A tibble with UniProt data processed.

Examples

# Example usage:

# Load necessary library
library(tibble)

# Reduced example data as an R tibble
test_data <- tibble::tibble(
  id = c(1, 78, 83, 87),
  species = c("mouse", "mouse", "rat", "mouse"),
  sample_type = c("brain", "brain", "brain", "brain"),
  accession = c("O88737", "O35927", "Q9R064", "P51611"),
  accession_source = c("OtherDB", "UniProt", "UniProt", "UniProt"),
  entry_name = c("BSN_MOUSE", NA, "GORS2_RAT", NA),
  protein_name = c("Protein bassoon", NA, "Golgi reassembly-stacking protein2", NA),
  gene_name = c("Bsn", NA, "Gorasp2", NA)
)

# Process the tibble
result_data <- process_tibble_uniprot(test_data)

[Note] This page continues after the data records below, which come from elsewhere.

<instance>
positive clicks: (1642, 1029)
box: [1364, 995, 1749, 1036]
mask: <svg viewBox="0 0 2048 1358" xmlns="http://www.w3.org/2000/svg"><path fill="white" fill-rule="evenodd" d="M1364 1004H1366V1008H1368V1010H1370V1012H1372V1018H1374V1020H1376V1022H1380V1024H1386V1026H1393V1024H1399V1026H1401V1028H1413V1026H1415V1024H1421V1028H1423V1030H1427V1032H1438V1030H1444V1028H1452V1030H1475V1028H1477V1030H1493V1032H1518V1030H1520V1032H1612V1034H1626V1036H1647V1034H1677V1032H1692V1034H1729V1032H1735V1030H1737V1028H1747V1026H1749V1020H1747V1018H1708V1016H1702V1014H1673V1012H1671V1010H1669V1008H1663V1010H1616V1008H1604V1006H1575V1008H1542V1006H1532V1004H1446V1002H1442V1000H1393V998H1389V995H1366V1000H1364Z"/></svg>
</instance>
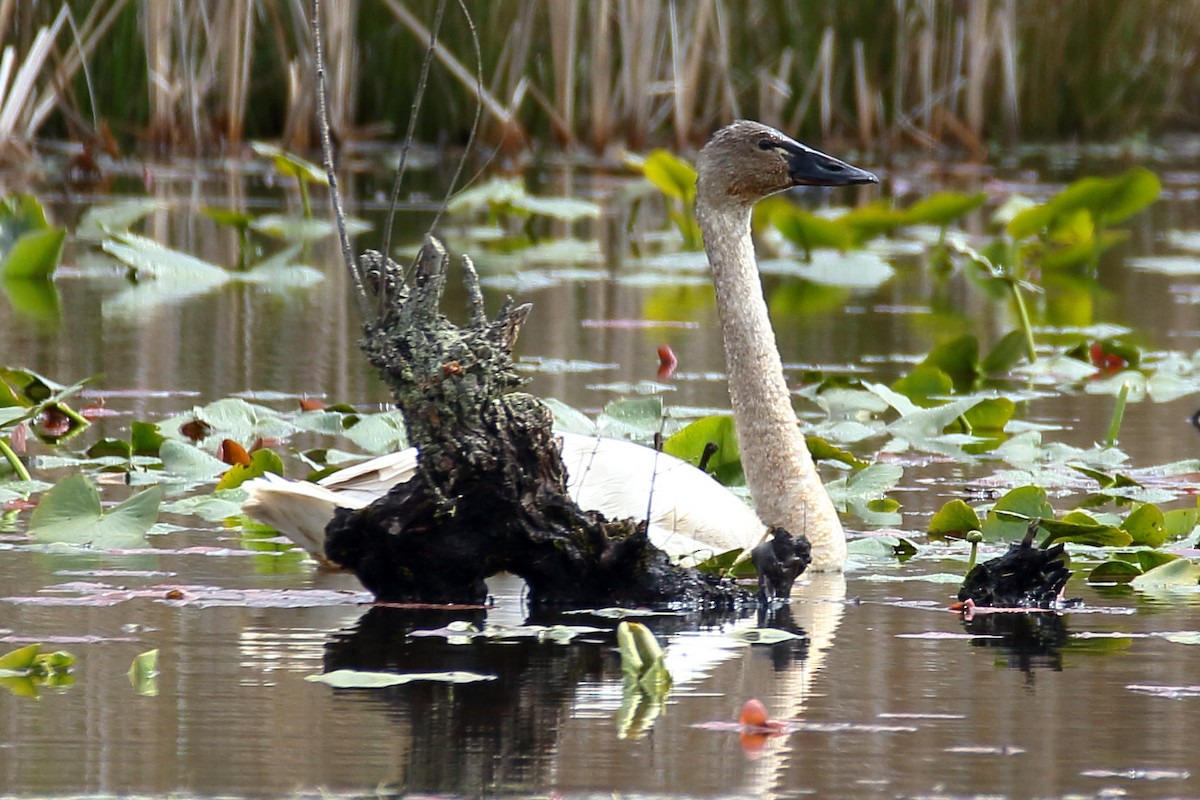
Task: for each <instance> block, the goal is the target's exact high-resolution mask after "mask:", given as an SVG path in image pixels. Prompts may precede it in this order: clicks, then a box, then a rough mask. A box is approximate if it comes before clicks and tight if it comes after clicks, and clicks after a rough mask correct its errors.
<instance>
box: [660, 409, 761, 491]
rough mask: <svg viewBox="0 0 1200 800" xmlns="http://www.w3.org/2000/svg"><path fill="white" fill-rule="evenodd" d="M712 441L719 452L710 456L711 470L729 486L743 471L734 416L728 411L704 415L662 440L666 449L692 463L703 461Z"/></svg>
mask: <svg viewBox="0 0 1200 800" xmlns="http://www.w3.org/2000/svg"><path fill="white" fill-rule="evenodd" d="M709 444H714V445H716V451H715V452H714V453H713V455H712V456H710V457H709V458H708V465H707V469H708V471H709V473H712V474H713V475H715V476H716V479H718V480H719V481H721V482H722V483H726V485H728V483H730V482H731V477H733V476H734V474H736V476H740V474H742V452H740V450H739V449H738V434H737V431H736V429H734V427H733V417H732V416H730V415H727V414H716V415H713V416H704V417H701V419H698V420H696V421H695V422H692V423H691V425H688V426H686V427H684V428H683V429H680V431H676V432H674V433H673V434H671V437H670V438H668V439H667V440H666V441H664V443H662V452H666V453H668V455H671V456H674V457H676V458H682V459H683V461H686V462H689V463H691V464H700V459H701V457H702V456H703V453H704V449H706V447H707V446H708V445H709Z"/></svg>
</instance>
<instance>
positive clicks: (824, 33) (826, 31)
mask: <svg viewBox="0 0 1200 800" xmlns="http://www.w3.org/2000/svg"><path fill="white" fill-rule="evenodd" d="M834 41H835V40H834V30H833V26H828V28H826V30H824V34H822V36H821V49H818V50H817V65H818V66H817V70H818V72H820V74H821V136H822V137H828V136H829V134H830V133H832V132H833V58H834Z"/></svg>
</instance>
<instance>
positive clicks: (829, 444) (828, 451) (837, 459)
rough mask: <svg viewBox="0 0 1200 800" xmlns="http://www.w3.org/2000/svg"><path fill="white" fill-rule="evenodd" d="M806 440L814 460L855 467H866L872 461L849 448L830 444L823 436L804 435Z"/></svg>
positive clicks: (816, 460)
mask: <svg viewBox="0 0 1200 800" xmlns="http://www.w3.org/2000/svg"><path fill="white" fill-rule="evenodd" d="M804 441H805V444H806V445H808V446H809V455H810V456H812V461H835V462H838V463H841V464H846V465H847V467H852V468H854V469H865V468H866V467H869V465H870V463H871V462H869V461H864V459H862V458H859V457H858V456H856V455H854V453H852V452H850V451H848V450H842V449H841V447H839V446H836V445H833V444H829V443H828V441H827V440H824V439H822V438H821V437H814V435H806V437H804Z"/></svg>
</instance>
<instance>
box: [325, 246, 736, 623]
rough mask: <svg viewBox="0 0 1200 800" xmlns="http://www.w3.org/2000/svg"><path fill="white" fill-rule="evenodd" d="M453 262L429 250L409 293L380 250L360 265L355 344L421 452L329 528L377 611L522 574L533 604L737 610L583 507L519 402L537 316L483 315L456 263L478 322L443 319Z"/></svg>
mask: <svg viewBox="0 0 1200 800" xmlns="http://www.w3.org/2000/svg"><path fill="white" fill-rule="evenodd" d="M449 263H450V259H449V257H448V255H446V252H445V248H444V247H443V246H442V243H440V242H438V241H437V240H433V239H430V240H427V241H426V243H425V246H424V247H422V249H421V252H420V254H419V255H418V259H416V265H415V270H414V275H413V284H412V285H408V283H407V282H406V279H404V277H403V275H402V271H401V267H400V266H398V265H397V264H396V263H395V261H391V260H390V259H389V260H388V261H386V263H385V261H384V259H383V257H382V255H380V254H379V253H376V252H368V253H366V254H364V255H362V257H361V258H360V267H361V270H362V273H364V275H365V276H366V278H367V283H368V284H370V285H371V287H372V290H373V291H376V294H377V299H378V300H379V306H378V307H379V317H378V318H377V319H374V320H371V321H368V323H367V324H366V325H365V337H364V339H362V342H361V348H362V350H364V351H365V353H366V355H367V357H368V359H370V360H371V363H372V365H374V366H376V367H377V368H378V369H379V372H380V375H382V377H383V379H384V380H385V381H388V384H389V385H390V386H391V390H392V396H394V397H395V399H396V404H397V405H398V407H400V409H401V411H402V414H403V416H404V421H406V423H407V426H408V434H409V439H410V443H412V444H413V445H415V446H416V447H418V449H419V452H420V456H419V459H418V473H416V476H415V477H414V479H413V480H410V481H408V482H406V483H401V485H398V486H396V487H395V488H392V489H391V492H390V493H389V494H388V495H386V497H385V498H383V499H380V500H378V501H377V503H374V504H372V505H371V506H368V507H366V509H362V510H360V511H349V510H341V511H338V513H337V516H336V518H335V519H334V521H332V522H331V523H330V525H329V528H328V529H326V534H328V536H326V545H325V551H326V554H328V555H329V558H330V559H331V560H334V561H335V563H337V564H341V565H344V566H346V567H348V569H350V570H353V571H354V572H355V575H358V577H359V579H360V581H361V582H362V584H364V585H365V587H366V588H367V589H368V590H371V591H372V593H373V594H374V595H376V597H377V599H379V600H385V601H402V602H458V603H480V602H484V601H485V599H486V588H485V584H484V581H485V578H487V577H488V576H492V575H494V573H497V572H500V571H508V572H512V573H515V575H518V576H520V577H522V578H524V581H526V583H527V584H528V587H529V593H530V601H532V602H534V603H558V604H574V606H604V604H614V603H625V604H629V603H664V602H676V601H680V602H689V603H700V604H714V606H728V604H733V603H736V602H739V601H743V600H746V599H748V597H749V595H748V594H746V593H744V591H743V590H742V589H739V588H737V587H736V585H734V584H732V583H731V582H728V581H720V579H716V578H710V577H707V576H703V575H701V573H698V572H696V571H695V570H688V569H682V567H678V566H674V565H672V564H671V563H670V560H668V559H667V557H666V554H665V553H662V552H661V551H659V549H656V548H655V547H653V546H652V545H650V542H649V539H648V536H647V530H646V523H644V522H638V521H631V519H624V521H606V519H605V518H604V517H602V516H601V515H599V513H598V512H594V511H583V510H581V509H580V507H578V506H577V505H576V504H575V503H574V501H572V500H571V498H570V497H569V494H568V492H566V474H565V470H564V468H563V462H562V458H560V456H559V445H558V443H557V441H556V438H554V434H553V432H552V428H551V425H552V417H551V414H550V410H548V409H547V408H546V407H545V405H544V404H542V403H541V402H540V401H538V398H535V397H533V396H530V395H528V393H524V392H520V391H517V390H518V389H520V387H521V386H522V384H523V383H524V380H523V379H522V378H521V375H520V374H518V373H517V372H516V368H515V365H514V362H512V356H511V351H512V345H514V343H515V341H516V337H517V335H518V333H520V331H521V325H522V323H523V321H524V319H526V317H527V315H528V313H529V308H530V307H529V306H528V305H522V306H514V305H512V302H511V300H509V301H505V303H504V306H503V307H502V308H500V311H499V313H498V314H497V315H496V319H494V320H488V319H487V317H486V314H485V312H484V300H482V293H481V290H480V285H479V277H478V275H476V272H475V269H474V265H473V264H472V261H470V259H469V258H467V257H463V270H464V273H466V284H467V296H468V301H469V303H470V308H469V312H470V319H469V321H468V324H467V325H466V326H464V327H462V329H460V327H458V326H456V325H454V324H452V323H451V321H450V320H449V319H446V318H445V315H444V314H442V312H440V302H442V296H443V293H444V290H445V283H446V269H448V266H449Z"/></svg>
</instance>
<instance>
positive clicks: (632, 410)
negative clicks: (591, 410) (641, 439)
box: [596, 396, 662, 437]
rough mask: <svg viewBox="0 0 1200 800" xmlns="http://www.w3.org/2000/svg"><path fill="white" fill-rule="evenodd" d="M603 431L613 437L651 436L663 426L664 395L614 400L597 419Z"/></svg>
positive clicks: (601, 411) (597, 422) (642, 436)
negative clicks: (623, 434)
mask: <svg viewBox="0 0 1200 800" xmlns="http://www.w3.org/2000/svg"><path fill="white" fill-rule="evenodd" d="M596 425H598V427H599V428H600V431H601V432H602V433H605V434H606V435H611V437H620V435H623V434H626V433H628V434H634V435H636V437H650V435H653V434H654V433H655V432H656V431H659V429H660V428H661V426H662V397H661V396H653V397H630V398H624V399H617V401H612V402H611V403H608V404H607V405H605V407H604V411H601V413H600V416H599V417H598V419H596Z"/></svg>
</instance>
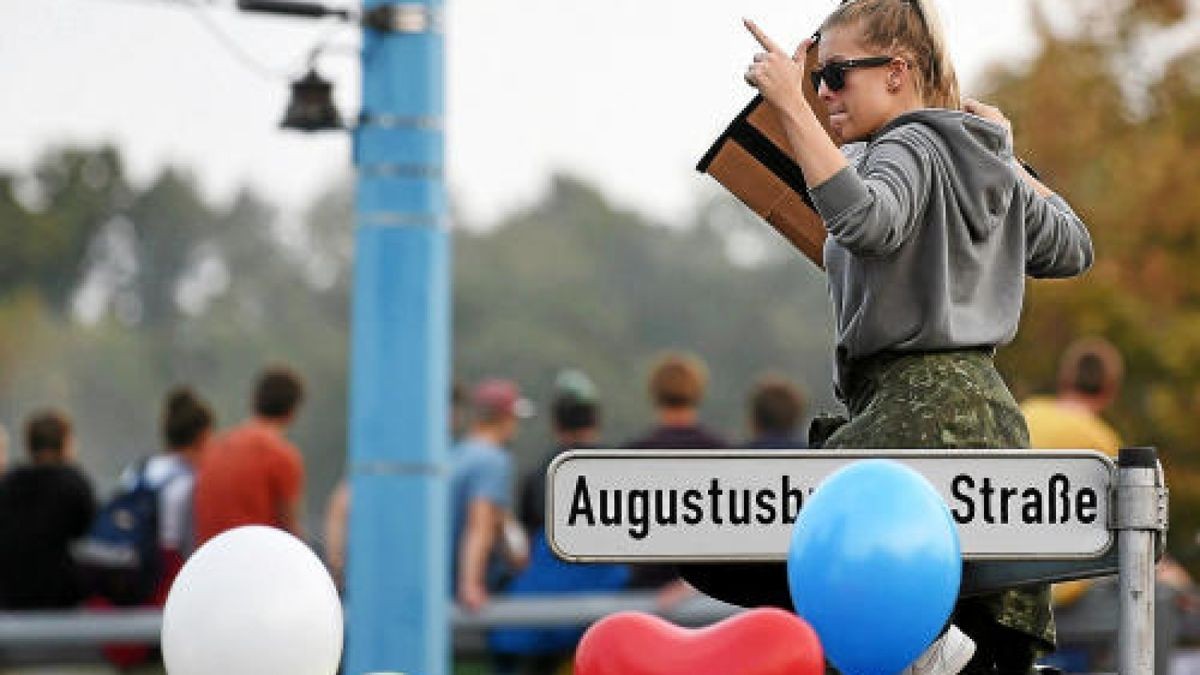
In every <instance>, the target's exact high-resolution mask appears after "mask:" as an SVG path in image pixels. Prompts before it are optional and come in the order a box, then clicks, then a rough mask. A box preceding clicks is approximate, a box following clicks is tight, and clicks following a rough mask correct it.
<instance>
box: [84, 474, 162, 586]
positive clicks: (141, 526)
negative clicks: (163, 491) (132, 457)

# Compare the original and processed tibbles
compare_tibbles_uniprot(test_data, result_data)

Process UniProt Data with a Local Cache

Description

Enriches a data frame like process_tibble_uniprot() while avoiding repeated UniProt requests for accessions already present in a local RDS cache.

Usage

process_tibble_uniprot_cached(
  data,
  cache_path = NULL,
  accession_col = "accession",
  accession_source_col = "accession_source",
  entry_name_col = "entry_name",
  protein_name_col = "protein_name",
  gene_name_col = "gene_name"
)

Arguments

data

A data frame containing accession and accession source columns.

cache_path

Optional RDS file path for cached parsed UniProt records.

accession_col

The accession column name.

accession_source_col

The accession source column name.

entry_name_col

The entry name column name.

protein_name_col

The protein name column name.

gene_name_col

The gene name column name.

Value

A data frame with UniProt fields filled where available.


Retrieve Data from UniProt API

Description

This function sends a GET request to the UniProt REST API and retrieves data based on the provided UniProt accession number.

Usage

retrieve_uniprot_data(accession)

Arguments

accession

A character string representing the UniProt accession number.

Value

A list containing the retrieved data in JSON format, or NULL if the request fails.

Examples

# Example usage

result <- retrieve_uniprot_data("O88737")
print(result)

Validate O-GlcNAcAtlas Data

Description

Checks that an Atlas table has the columns needed by the public website and that dataset labels are not mixed accidentally.

Usage

validate_atlas_data(data, dataset = NULL)

Arguments

data

A data frame containing Atlas records.

dataset

Optional dataset label: "unambiguous" for dataset-I or "ambiguous" for dataset-II.

Value

A list with valid, errors, warnings, and summary.